Çoğunlukla da 2’inci ve ve 3’üncü şıkkın her ikisinin birlikte düşünülmesi içerikleri, hedef kitleleri, yayın ilkeleri, yayın amaçlan birbirinden tamamen ayrı olabilen ürünlerin (gazeteler) neredeyse tamamen aynı tasarlanmasına neden olmaktadır.

Gazetenin tirajının yüksek oluşu ve okuyucu profilinin sosyokültürel, sosyodemografik tanımlanmasındaki netlik, reklam gelirleri üzerinde, tasarım ise yayının itibarı ve siyasi etkileme gücü üzerinde doğrudan etkilidir.

Gazete tasarımlarındaki bu aynılaşma yayın ilkeleri ve hedef kitleleri açısından ayrı ayrı kategorize edilmiş ürünlerin hedef kitle bazında birbirine karışmasına neden olmaktadır.

Gerek tasarım, gerekse yayın amacı ve ilkeleri konusunda hedef kitle farklılaşmasını tamamlamış (estetik açıdan başarılı ya da başarısız) gazetelerin daha az kimlik sorunu yaşadıkları ortadadır.

Bu noktada iki örneği kısaca incelemekte yarar var:

Cumhuriyet
Gazetecilik geleneği açısından en eski ve köklü yayınlardan biri olmanın avantajını taşır. Gerek habercilik gerekse tasanm açısından öncülük etme avantajları olmuş, ancak tasarım açısından çağın beklentilerine uyum gösterme noktasında Avrupalı örneklerinin gösterdiği cesareti gösterememiş ya da bu yönde başarılı olamamıştır. Buna rağmen yayın ilkeleri ve tasarım üslubu yönünden tutarlı duruşu ona yakın zamanlara kadar itibarı yüksek bir gazete olma avantajı sağlamıştır. Toplumsal değişime ayak uyduramamasından dolayı hem itibar hem de çok tiraj kaybetmiştir.

Zaman
Misyon gazeteciliğinin önemli örneklerinden biridir. Tasarım açısından yaşadığı sürecin dikkatle incelenmesi gerekir. Siyah-beyaz bir gazeteden bugünkü tasarımına ulaşmada Cumhuriyet gazetesinin başarılı olamadığı süreci oldukça zahmetli, ancak çok cesur ve gayretli bir şekilde aşmayı başarmıştır. Muhafazakar bir cemaat gazetesi olmasına rağmen hem tirajını, hem etki gücünü ve hem de estetik düzeyini yükseltmeyi başarmıştır. Tasarımının özellikleri ve başarısı; hedef kitlesi ve okur alışkanlıkları açısından elbette tartışılabilir, ancak kendini farklılaştırma ve kendi özgün kimliğini oluşturma yönünden iyi bir örnektir. Tasarımın genel ilkelerine uymaya çalışmakla birlikte Türk okur alışkanlıklarını dikkate almak noktasında sorun yaşamaktadır. Ama en azından bir grafik dil ve görsel tavır oluşturmayı başarmıştır.

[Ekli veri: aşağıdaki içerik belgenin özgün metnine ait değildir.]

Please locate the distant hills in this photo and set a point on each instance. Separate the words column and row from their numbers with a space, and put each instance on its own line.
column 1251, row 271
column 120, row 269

Aslında gazete tasarımını, genel grafik kuralları dışında düşünmek mümkün değildir. Gazete tasarımı (newspaper design) dendiğinde denge (balance), kontrast (contrast), ritm (rhythm), bütünsellik (unity), uyum (harmony) hedeflerine ulaşmak için bir tasarımcının yapacağı işlerin genel çerçevesi çok temel olarak altı maddede özetlenebilir:

1. Logotype
2. Grafik Elemanların Üretimi
3. Fotoğraf Stratejisi
4. Görsel İletişim Dili
5. Görsel Kimliği Oluşturan Renk Tercihleri
6. Dizayn

Bir gazete görsel kimliği oluştururken dikkat edilmesi gereken en önemli hususlardan biri de günük yayın hızına yetişebilecek özellikleri ve uygulama kolaylıklarını ihmal etmemek, bu nedenle tasarımı esnek bir standardizasyona kavuşturabilmektir.

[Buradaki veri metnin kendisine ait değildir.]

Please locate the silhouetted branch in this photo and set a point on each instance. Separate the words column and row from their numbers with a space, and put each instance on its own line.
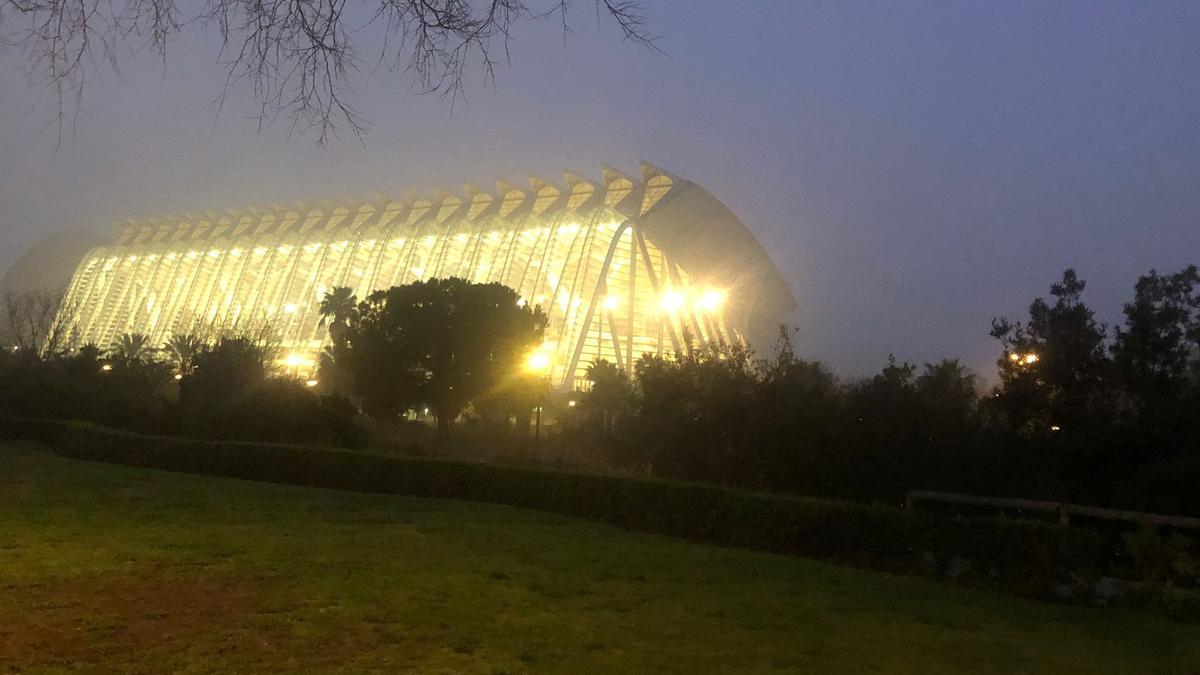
column 298, row 55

Gazete tasarımı, markanın en önemli unsurudur; kesinlikle yazıları, fotoğrafları ve diğer elemanları, sektörde oluşmuş klişeler doğrultusunda sayfalara boca etmek demek değildir.

Son söz: Türk gazete tasarımı elbette kendi özgün yolunu bulmalıdır. Ne Zaman gibi Anglo-Sakson havası taşıyan bir “beyaz gazete” özelliği taşımalı, ne de diğerleri gibi birbirini virgülüne ve rengine kadar taklit eden kişiliksizlik numuneleri olmalıdırlar.